Step 9Make your house comfortable. In the summer, set AC extra low. In the winter, make your furnace extra hot. Appease their senses. Make your home smell nice. Don’t have smells that are too strong- smells that make it look like you’re trying to cover something up. You’ll especially want to stay away from chemical smells. Go for neutral, pleasant scents that aren’t too floral. Please, if at all possible, have no pets at home distracting from the showing.

Step 10: Negotiation. You should be getting offers! If your home is one that attracts first time home buyers, you should see offers within two weeks. If it’s in a higher price point, that may be up to 90 days. Once you get offers, you’ll be negotiating. Closing dates, purchase price, inspections, appraisals, type of loan, how qualified they are- any of these things can be negotiated to make the contract more or less appealing. In Utah, contracts are seller friendly, so be careful about everything in the contract (ie, make sure your Realtor goes over it with a fine tooth comb!) because the seller can back out of the sale much more easily than you can. (To save my sellers stress, I always call the lender and make sure that the potential buyer is actually fully qualified so you don’t lose your contract to someone who CAN’T actually purchase the home!)

Step 10: You’re under contract!

Step 11:  You give seller disclosures. You’ll be telling them all about your property, giving them a title report, and any due diligence like HOA fees, etc. If you don’t give them all of these disclosures accurately, they can cancel later because you’ve left something out. Yikes!
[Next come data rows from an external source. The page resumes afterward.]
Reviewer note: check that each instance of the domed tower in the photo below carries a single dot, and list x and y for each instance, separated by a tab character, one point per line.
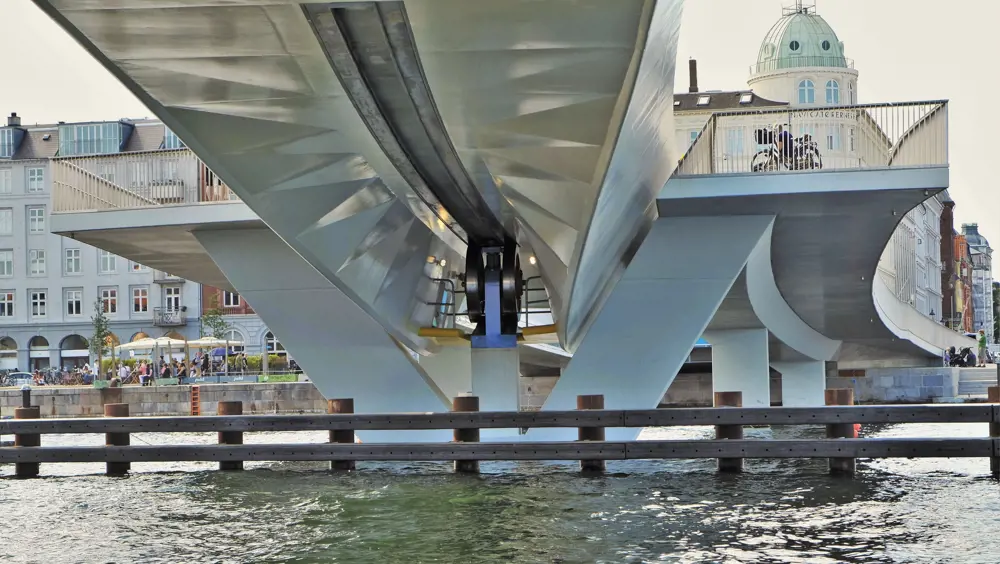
802	60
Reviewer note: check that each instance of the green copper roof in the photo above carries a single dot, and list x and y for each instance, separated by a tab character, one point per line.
801	38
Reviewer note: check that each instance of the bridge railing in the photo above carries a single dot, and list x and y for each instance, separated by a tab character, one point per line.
866	136
134	180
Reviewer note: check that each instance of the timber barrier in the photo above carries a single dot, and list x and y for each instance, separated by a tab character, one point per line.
842	446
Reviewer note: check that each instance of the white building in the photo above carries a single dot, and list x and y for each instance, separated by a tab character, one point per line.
982	279
801	65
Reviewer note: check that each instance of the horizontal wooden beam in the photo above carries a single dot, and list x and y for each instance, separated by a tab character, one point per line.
626	450
981	413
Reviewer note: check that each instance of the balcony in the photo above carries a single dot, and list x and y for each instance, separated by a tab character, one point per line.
163	317
858	137
134	180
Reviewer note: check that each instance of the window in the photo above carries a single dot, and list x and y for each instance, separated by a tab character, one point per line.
230	299
832	92
272	344
171	141
38	303
734	142
36	262
6	143
140	299
36	220
90	138
7	263
108	262
7	303
807	92
74	302
172	298
833	135
73	264
109	300
6	221
36	179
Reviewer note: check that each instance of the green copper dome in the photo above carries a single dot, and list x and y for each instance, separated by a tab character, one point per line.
801	38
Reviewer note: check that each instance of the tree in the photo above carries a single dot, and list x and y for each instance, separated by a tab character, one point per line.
102	334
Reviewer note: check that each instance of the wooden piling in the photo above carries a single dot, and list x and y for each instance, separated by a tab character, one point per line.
729	399
344	406
591	433
466	404
841	396
27	469
994	397
117	439
230	437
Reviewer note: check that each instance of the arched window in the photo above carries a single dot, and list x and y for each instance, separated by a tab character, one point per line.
807	92
832	92
273	345
236	337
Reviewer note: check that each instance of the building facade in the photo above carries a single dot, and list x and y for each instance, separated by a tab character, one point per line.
801	65
50	285
981	256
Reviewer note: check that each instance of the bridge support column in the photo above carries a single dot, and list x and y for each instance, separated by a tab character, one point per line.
802	383
739	364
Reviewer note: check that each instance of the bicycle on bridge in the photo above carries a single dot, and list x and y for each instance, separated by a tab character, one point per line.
803	153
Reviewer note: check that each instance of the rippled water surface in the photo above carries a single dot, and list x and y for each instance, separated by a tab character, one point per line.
672	511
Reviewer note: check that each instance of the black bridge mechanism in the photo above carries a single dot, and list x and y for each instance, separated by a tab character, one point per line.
494	286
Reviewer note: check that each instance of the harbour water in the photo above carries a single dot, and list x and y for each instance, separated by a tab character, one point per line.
924	510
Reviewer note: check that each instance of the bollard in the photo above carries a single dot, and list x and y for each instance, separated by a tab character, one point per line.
230	437
466	403
27	469
591	433
732	432
994	397
116	439
840	396
344	436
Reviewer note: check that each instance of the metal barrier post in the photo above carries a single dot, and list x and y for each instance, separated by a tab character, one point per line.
27	469
994	397
732	432
841	396
591	433
345	406
230	437
466	404
117	439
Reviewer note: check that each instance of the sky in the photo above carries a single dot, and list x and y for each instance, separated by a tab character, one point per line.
904	50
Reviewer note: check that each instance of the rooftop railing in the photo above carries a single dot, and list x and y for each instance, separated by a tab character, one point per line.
868	136
799	61
134	180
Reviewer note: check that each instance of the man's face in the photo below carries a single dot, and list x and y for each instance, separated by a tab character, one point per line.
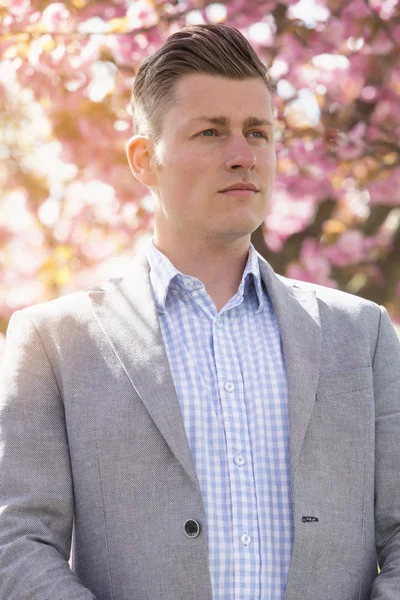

Step 12: Inspect Away! The buyers have a period to check up on ANYTHING they want, out of their own pocket. Radon, lead based paint tests, etc. They can check anything and everything: electrical, plumbing, or roofing. After these inspections, they might ask for fixes or price changes.

Step 13: Appraisal. Your home will be appraised. In today’s market, appraisals have been inconsistent, with some coming in too high and, even worse, some coming in short, meaning they appraise for less than the sales price. If that happens, a re-negotiation of the price of the home may be necessary, but there are lots of options to make things work.

Step 14: Sign me up! The buyer and seller both sign all the sales documents and the process is complete!